4.2.3 Results of the body composition measurement (BIA)
The Intervention resulted in significant changes in the anthropometric data. There was an increase in metabolic rate at rest (p = 0.000), phase angle (p = 0.004), LBM (p = 0.000), BCM (p = 0.007) as well as ICW (p = 0.007) and ECW (p = 0.015), and a decrease in BFM (p = 0.000), see Table 3.
Epigenetic and genetic markers and anthropometric data: We were also able to determine significant correlations between miRNAs, Line-1 methylation and anthropometric data. Between miR-22 (linear regression = -0.277, p = 0.031), miR-101 and LBM (linear regression = -0.267, p = 0.038). Among miR-505 and BFM (linear regression = 0.290, p = 0.024), between Line-1 methylation and ECW (linear regression = -0.267, p = 0.037) and among the fitness score and BFM (linear regression = -0.343, p = 0.007), see Figure 4. For example, the participants who gained more LBM had a lower expression of miR-22 (Figure 4A) and miR-101 (Figure 4C), and participants who lost more BFM had a lower expression of miR-505 and a higher fitness score (Figure 4B and D).
Furthermore, we could observe correlations between ACTN3 gene, LBM (p = 0.039), ICW (p = 0.040) and BMI (p = 0.072). The participants with a TC genotype showed a higher gain in LBM and ICW compared to participants with a TT genotype.

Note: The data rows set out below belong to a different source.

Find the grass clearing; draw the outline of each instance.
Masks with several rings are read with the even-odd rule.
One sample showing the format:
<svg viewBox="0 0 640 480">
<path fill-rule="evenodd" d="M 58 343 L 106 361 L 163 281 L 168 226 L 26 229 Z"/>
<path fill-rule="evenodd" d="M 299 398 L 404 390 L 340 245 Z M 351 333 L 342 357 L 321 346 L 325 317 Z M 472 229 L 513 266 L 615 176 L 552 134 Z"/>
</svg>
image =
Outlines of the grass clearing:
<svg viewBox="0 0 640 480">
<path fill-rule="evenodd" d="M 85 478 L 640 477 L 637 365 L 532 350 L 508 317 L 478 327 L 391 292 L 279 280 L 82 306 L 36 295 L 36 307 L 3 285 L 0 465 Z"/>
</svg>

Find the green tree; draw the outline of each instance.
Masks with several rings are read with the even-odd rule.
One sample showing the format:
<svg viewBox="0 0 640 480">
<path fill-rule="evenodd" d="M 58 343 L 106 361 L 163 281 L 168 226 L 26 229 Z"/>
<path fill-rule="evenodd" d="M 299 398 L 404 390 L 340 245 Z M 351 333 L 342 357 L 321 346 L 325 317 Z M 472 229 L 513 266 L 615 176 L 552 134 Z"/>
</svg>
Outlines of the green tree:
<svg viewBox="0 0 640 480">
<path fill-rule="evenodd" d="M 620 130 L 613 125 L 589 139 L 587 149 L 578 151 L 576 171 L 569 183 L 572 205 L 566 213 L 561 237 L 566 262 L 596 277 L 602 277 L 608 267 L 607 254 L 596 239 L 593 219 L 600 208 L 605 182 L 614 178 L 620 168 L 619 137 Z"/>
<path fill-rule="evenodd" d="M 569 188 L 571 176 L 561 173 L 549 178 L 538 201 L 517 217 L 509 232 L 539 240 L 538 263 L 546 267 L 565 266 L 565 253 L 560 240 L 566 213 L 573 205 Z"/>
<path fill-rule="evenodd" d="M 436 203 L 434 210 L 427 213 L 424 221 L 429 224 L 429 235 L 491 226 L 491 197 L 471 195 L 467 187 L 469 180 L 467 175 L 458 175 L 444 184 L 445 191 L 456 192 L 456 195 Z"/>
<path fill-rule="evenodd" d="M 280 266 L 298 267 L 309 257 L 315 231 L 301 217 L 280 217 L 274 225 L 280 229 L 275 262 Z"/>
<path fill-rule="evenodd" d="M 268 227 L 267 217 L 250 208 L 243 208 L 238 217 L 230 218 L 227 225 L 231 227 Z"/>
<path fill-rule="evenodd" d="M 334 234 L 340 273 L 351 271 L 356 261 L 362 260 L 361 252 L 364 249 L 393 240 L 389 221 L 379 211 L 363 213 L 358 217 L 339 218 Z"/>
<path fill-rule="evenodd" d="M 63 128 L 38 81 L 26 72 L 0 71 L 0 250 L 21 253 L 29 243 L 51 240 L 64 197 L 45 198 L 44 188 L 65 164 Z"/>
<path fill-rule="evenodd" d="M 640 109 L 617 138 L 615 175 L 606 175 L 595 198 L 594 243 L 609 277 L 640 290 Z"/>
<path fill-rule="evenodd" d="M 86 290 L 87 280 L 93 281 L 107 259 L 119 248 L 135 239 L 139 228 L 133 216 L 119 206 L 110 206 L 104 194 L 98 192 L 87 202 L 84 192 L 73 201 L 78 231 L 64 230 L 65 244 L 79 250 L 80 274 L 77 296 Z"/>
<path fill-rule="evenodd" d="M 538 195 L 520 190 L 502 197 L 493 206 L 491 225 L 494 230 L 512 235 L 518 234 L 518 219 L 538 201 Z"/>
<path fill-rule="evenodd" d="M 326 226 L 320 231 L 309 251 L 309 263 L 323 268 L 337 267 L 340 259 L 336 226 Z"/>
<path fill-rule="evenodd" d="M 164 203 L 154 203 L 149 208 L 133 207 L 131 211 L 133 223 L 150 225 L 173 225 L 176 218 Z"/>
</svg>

4.2.4 Results of epigenetic markers, nutrition and lifestyle
In the intervention group, we were able to determine a significant correlation between the intake of B vitamins (B vitamin complex, cobalamin and folic acid) and miR-19b (p = 0.033) and miR-101 (p = 0.047). Participants who supplemented with B vitamins had a higher expression of these miRNAs compared to participants who did not supplement. A similar correlation could be established with the intake of magnesium and miR-19b (p = 0.052). Furthermore, we were able to observe an association between miR-378a and iron supplementation (p = 0.017). The participants who supplemented iron had a significant higher expression of miR-378a. In addition, the participants who had a higher fluid intake (2-3 liters a day) showed an upregulation of miR-378a (p = 0.003). Furthermore, the participants who reported consuming whole grain products daily or several times a day showed higher expression level of miR-101 (p = 0.002) than those who consumed less. Whereas miR-146a correlated with stress (p = 0.029). The participants who reported having an increased stress level had a significantly lower expression of miR-146a.